Tuesday, September 11, 2012

Our Normal

Most days go by without me thinking about Bean's heart defect.    It's just a descriptor; like Bean has blue eyes, brown hair and a wonky heart.  I don't want this flaw to define her, make her feel different or more importantly, I don't want others to treat her like a Fabrige egg.

But there are moments, when my reality creeps in.  When I catch her more winded on the playground or when I see that she's more out of breath than usual after walking upstairs.  When she was born, she was blue, especially in her extremities.  Most new parents check constantly to see if their sleeping baby is breathing;  I always checked that too, plus I held a piece of printer paper next to her feet and hands to check her color.  Once I was in tears because her legs turned blue and I was on the verge of taking her to the hospital only to discover that the blue dye from her baby jeggings had colored her legs blue.  Since then, I've learned to check her color in natural light (and not in a room painted blue).

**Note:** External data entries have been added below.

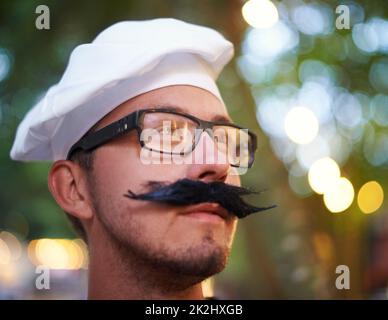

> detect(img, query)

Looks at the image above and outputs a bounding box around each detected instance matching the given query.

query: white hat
[11,18,233,161]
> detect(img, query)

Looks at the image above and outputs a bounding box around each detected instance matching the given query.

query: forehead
[94,85,231,129]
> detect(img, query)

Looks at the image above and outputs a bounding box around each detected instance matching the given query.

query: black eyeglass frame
[67,108,257,168]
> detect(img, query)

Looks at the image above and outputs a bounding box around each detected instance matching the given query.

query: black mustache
[124,179,276,219]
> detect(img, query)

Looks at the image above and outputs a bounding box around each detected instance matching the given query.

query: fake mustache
[124,179,276,219]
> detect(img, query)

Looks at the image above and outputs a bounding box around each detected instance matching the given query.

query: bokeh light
[242,0,279,28]
[323,177,354,213]
[308,157,341,194]
[357,181,384,213]
[28,239,87,270]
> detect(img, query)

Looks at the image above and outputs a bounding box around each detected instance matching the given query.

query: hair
[65,150,93,243]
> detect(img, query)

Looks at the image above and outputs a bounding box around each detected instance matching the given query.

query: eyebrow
[153,104,233,124]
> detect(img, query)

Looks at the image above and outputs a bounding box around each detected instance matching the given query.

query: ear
[48,160,93,219]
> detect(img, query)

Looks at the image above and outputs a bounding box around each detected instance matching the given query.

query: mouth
[182,202,230,222]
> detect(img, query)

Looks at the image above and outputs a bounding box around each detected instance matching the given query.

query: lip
[182,202,229,221]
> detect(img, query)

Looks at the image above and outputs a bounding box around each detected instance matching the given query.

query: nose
[187,131,231,182]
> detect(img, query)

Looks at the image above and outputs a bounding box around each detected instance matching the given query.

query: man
[11,19,270,299]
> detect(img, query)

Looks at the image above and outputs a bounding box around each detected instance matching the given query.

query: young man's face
[80,85,240,280]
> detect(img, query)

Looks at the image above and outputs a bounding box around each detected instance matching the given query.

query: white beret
[11,18,233,161]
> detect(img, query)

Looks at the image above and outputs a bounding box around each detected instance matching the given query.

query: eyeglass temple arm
[67,111,139,159]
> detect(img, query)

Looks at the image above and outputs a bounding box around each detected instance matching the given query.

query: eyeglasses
[67,108,257,168]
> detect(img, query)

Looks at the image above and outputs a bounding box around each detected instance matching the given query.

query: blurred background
[0,0,388,299]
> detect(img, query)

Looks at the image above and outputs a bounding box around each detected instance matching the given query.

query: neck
[88,231,204,300]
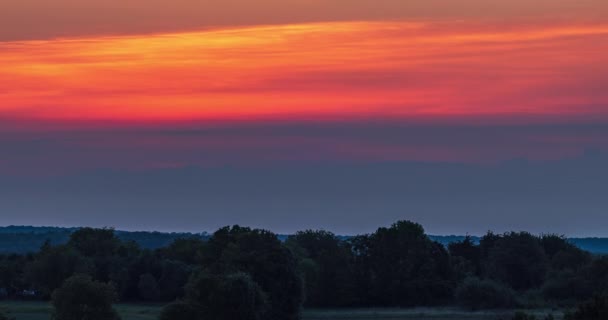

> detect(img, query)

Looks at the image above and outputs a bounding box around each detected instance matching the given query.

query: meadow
[0,301,561,320]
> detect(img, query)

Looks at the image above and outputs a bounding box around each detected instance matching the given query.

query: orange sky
[0,21,608,121]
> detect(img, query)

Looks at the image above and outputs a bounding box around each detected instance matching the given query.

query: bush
[564,295,608,320]
[137,273,160,301]
[186,272,269,320]
[456,277,517,310]
[0,309,15,320]
[52,275,120,320]
[159,301,202,320]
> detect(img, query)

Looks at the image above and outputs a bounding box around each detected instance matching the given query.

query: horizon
[0,0,608,236]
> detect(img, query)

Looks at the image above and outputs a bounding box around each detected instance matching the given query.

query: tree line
[0,221,608,320]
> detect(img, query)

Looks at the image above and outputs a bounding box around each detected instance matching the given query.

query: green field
[0,301,561,320]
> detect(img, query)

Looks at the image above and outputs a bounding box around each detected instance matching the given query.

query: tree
[204,226,303,320]
[137,273,160,301]
[286,230,354,307]
[68,228,120,257]
[161,238,205,265]
[448,236,481,276]
[186,271,269,320]
[26,246,94,298]
[158,260,193,301]
[455,277,517,310]
[159,301,203,320]
[564,295,608,320]
[356,221,452,306]
[0,309,15,320]
[52,275,120,320]
[486,232,548,290]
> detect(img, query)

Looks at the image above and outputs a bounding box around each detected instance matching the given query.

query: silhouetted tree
[456,277,517,310]
[52,275,120,320]
[203,226,303,320]
[186,271,270,320]
[137,273,160,301]
[286,230,354,307]
[485,232,548,290]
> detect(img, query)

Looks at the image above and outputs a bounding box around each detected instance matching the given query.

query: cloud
[0,22,608,122]
[0,152,608,236]
[0,0,608,41]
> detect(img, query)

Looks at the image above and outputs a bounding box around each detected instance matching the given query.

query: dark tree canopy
[186,271,270,320]
[52,275,120,320]
[204,226,303,320]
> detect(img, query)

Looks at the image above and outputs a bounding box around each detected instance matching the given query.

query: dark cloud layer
[0,120,608,236]
[0,151,608,236]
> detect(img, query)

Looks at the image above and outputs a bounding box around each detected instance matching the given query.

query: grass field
[0,301,560,320]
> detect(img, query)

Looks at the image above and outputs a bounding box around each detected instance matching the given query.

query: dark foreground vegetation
[0,221,608,320]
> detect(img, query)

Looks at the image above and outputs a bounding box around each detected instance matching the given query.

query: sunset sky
[0,0,608,236]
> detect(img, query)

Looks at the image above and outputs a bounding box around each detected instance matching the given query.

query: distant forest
[0,226,608,254]
[0,221,608,320]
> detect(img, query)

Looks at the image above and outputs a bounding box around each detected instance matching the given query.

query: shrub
[137,273,160,301]
[564,295,608,320]
[0,309,15,320]
[456,277,517,310]
[159,301,202,320]
[186,272,268,320]
[511,311,536,320]
[52,275,120,320]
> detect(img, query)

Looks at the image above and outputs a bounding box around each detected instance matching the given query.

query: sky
[0,0,608,236]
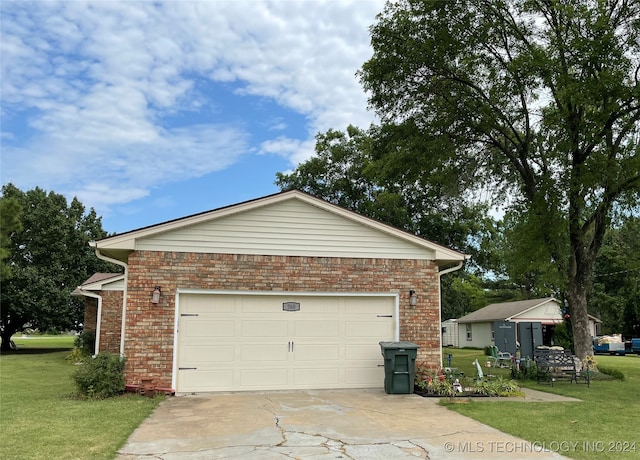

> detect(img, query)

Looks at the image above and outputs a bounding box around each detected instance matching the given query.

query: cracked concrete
[117,390,562,460]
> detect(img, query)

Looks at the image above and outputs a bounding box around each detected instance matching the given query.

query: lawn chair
[489,345,513,367]
[473,359,495,383]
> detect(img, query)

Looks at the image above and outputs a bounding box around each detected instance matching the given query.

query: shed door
[176,294,396,393]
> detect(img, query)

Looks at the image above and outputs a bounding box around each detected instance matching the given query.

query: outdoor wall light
[151,286,162,303]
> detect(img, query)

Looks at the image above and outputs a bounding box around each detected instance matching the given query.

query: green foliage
[360,0,640,357]
[73,353,125,399]
[589,217,640,338]
[0,184,119,350]
[470,377,520,396]
[511,360,538,381]
[0,196,22,280]
[598,364,624,380]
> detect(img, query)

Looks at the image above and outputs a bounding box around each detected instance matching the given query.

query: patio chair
[489,345,513,367]
[473,358,495,383]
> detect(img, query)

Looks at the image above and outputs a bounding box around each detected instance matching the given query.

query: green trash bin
[380,342,420,394]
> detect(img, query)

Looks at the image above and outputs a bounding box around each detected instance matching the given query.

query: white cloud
[0,0,383,212]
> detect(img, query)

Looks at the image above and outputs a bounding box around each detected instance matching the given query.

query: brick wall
[82,297,98,332]
[123,251,440,387]
[100,291,123,353]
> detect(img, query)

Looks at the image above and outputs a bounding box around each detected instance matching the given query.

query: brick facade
[122,251,440,387]
[100,291,123,353]
[83,291,123,353]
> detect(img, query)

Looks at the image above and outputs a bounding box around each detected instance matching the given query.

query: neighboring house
[79,191,466,393]
[442,319,460,348]
[458,297,600,351]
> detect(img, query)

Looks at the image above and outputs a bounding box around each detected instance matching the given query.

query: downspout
[438,256,471,363]
[78,286,102,357]
[89,241,129,357]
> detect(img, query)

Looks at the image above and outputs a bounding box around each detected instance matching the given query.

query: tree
[0,184,118,351]
[589,217,640,338]
[276,126,493,269]
[360,0,640,358]
[0,197,22,280]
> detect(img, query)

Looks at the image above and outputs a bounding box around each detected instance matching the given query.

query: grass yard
[442,348,640,460]
[0,336,160,460]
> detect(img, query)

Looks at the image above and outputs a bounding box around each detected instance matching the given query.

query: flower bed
[414,364,519,397]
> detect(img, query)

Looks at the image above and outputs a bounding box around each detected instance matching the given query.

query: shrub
[511,360,538,380]
[73,353,125,399]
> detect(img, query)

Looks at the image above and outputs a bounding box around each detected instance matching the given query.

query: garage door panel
[239,343,289,363]
[178,369,233,392]
[242,319,289,338]
[293,320,340,338]
[176,294,395,392]
[239,368,289,389]
[293,368,340,388]
[180,318,236,340]
[345,366,384,388]
[345,343,382,361]
[181,345,234,366]
[345,318,389,338]
[293,341,341,362]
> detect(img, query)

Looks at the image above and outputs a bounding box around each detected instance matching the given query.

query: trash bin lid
[380,342,420,350]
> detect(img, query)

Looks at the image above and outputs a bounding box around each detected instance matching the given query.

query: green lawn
[0,336,160,460]
[443,348,640,459]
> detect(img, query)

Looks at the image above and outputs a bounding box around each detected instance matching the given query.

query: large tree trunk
[566,222,604,360]
[0,328,16,352]
[566,283,593,359]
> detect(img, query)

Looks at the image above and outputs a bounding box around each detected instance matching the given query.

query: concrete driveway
[117,390,563,460]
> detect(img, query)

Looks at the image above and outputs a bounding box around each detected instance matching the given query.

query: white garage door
[176,294,396,393]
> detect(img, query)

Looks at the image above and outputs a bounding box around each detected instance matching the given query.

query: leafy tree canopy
[360,0,640,357]
[589,217,640,338]
[0,184,118,350]
[276,126,494,270]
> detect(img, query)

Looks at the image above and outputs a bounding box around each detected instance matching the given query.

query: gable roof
[458,297,560,323]
[91,190,468,266]
[71,273,124,296]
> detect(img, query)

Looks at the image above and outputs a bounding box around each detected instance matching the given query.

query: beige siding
[136,200,435,260]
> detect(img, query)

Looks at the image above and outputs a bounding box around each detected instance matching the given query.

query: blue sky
[0,0,384,233]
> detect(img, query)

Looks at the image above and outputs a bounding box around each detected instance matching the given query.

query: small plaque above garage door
[282,302,300,311]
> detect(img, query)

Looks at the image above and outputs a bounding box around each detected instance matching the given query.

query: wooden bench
[533,349,591,386]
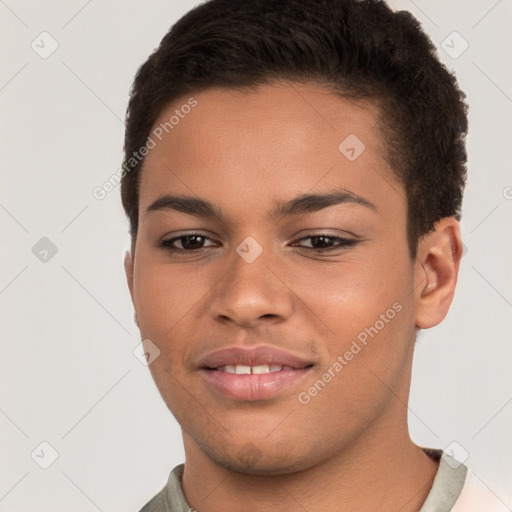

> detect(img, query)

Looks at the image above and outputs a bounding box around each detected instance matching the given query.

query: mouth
[200,364,314,402]
[204,364,313,375]
[198,345,314,401]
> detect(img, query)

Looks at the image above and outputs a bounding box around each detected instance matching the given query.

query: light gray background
[0,0,512,512]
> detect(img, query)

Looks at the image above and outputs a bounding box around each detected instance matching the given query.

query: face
[126,84,450,474]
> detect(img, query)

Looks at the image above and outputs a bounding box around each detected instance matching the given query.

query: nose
[209,246,294,328]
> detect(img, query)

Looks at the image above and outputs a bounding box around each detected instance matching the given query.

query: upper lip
[199,345,313,368]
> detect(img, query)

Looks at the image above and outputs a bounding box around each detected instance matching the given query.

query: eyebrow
[144,189,377,222]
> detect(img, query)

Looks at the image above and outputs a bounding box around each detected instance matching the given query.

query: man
[122,0,491,512]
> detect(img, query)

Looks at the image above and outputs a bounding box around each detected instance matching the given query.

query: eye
[160,233,215,252]
[292,234,360,252]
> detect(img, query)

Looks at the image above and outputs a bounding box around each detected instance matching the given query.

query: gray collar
[158,448,467,512]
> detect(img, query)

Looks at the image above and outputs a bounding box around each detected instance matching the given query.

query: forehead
[139,83,403,220]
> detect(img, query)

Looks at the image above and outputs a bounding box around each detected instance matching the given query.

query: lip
[198,345,313,369]
[199,345,314,401]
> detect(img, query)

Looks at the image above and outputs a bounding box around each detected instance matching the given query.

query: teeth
[218,364,286,375]
[235,364,251,375]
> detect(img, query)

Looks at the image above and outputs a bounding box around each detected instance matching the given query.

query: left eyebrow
[144,189,377,222]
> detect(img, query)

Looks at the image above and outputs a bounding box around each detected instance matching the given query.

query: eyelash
[159,233,360,254]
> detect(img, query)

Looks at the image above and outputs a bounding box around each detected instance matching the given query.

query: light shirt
[140,448,510,512]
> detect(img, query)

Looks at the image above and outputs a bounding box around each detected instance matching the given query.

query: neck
[182,406,438,512]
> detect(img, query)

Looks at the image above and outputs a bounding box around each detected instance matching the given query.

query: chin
[202,441,319,476]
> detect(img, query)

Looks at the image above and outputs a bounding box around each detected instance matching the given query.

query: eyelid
[158,231,361,254]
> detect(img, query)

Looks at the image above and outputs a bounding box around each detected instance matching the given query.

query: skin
[125,82,462,512]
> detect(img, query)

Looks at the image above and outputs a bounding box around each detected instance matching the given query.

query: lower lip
[201,367,311,401]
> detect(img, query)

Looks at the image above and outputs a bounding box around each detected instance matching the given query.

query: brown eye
[292,234,359,251]
[160,233,216,252]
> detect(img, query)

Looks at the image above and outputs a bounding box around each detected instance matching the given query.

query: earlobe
[415,217,462,329]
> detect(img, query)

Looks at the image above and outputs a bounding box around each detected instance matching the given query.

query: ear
[414,217,462,329]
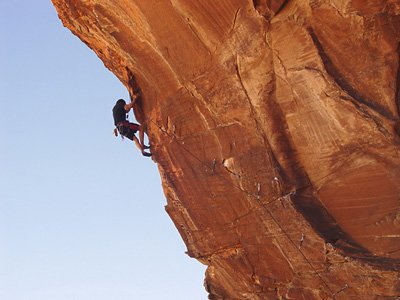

Recently, I've noticed Bean's color changing.  First, her nail beds seemed more purple than usual, than her lips were less pink and slightly more like a purple passion lip gloss that I had in grade school.  Only I know, Bean didn't put Bonnie Belle Purple passion lip color on her lips.  Her blood oxygen levels are probably just lower than usual.  A color change doesn't necessarily indicate that she's getting open heart surgery.  It just reminds us that Bean is a cardiac kid.  I can pretend that we are through this, that her birth and subsequent cardiac catheterizations are done but, they're not and we're not.

And so I dragged out the dreaded pulse ox machine and attached the tape to Bean's hand and immediately my heart went into palpitations, listening to the BEEP, BEEP, BEEP on the machine.  Bean was unfazed, pointing at the numbers and counting and saying "Look, Mamma!  Alarm!"  To her, this machine is just an iPad that attaches directly to her.  To me, it's an albatross; reminding me of all those days spent in CICU staring at numbers on screens and trying to make sense out of BEEPS and BUZZES.  And then number flashed 82 to 84.  Good numbers, not great and definitely lower than previously.

I spoke to her cardiologist today, and she told me the same line that she's told me from the moment Bean was born, "Her heart is going to let us know when we need to do more."  She said that nothing is "emergent."  She always uses that word "emergent," like its supposed to make me feel better that I don't need to take her to a hospital for an emergency procedure.  It doesn't.  Bean will never be fixed completely.  Her heart defect is so rare that there isn't a huge case history on what to do with kids in her position.  Instead, they say things like "When her heart declares itself" or "if we see this, then we'll do that."  It's infuriating, and yet I'm grateful because I don't have a timeline of surgeries ahead of us.  I just have the ever present "And then we'll do surgery if necessary," which is how every appointment at CHOP ends.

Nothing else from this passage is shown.